Texas Attorney General Ken Paxton announced on Friday that he is opening an investigation into the Houston-area Screwston Anti-Fascist Committee because the group exposed the identity of a local white supremacist affiliated with the neo-Nazi Goyim Defense League, who had been spreading antisemitic and transphobic propaganda leaflets throughout the area.
In the announcement on X, Paxton, a far-right MAGA ally currently running for Senate, claimed that this "doxing" was a criminal violation and even part of a campaign of "terrorism." This comes as he is also moving to try to shut down the Texas chapter of the Council on American-Islamic Relations, a Muslim civil rights organization.
"I'm taking legal action against a Houston-based Antifa organization engaged in doxing and the commission of terrorism," wrote Paxton. "These deranged traitors will face the full force of law.
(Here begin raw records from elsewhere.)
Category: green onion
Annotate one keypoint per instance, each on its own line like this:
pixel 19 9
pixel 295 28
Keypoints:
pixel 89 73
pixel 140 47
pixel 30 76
No stone will be left unturned, and no tool will be left unused."
This didn't go over as well on social media as the attorney general may have hoped.
"The attempt to recast doxxing as terrorism is as ludicrous as it is chilling," wrote Cal Poly Pomona assistant professor Philippe Duhart.
"Ken Paxton: Protecting Nazis from being doxxed," wrote former congressional candidate Russell Foster. "Ken wants to be elected to be a Senator to protect a pedo President, Texas billionaires like Musk, and many GOP donors from being doxxed from the Epstein files."
"Anyone who dares dissent or voice their opposition to the regeime [sic] is a terrorist," wrote the account for the Classical Liberal Caucus of Texas.
"Mr. Paxton, do you define this as 'doxing'?" asked Texas Observer special correspondent Steven Monacelli, linking to a report about an Immigration and Customs Enforcement prosecutor in Dallas being exposed for running a white supremacist social media account.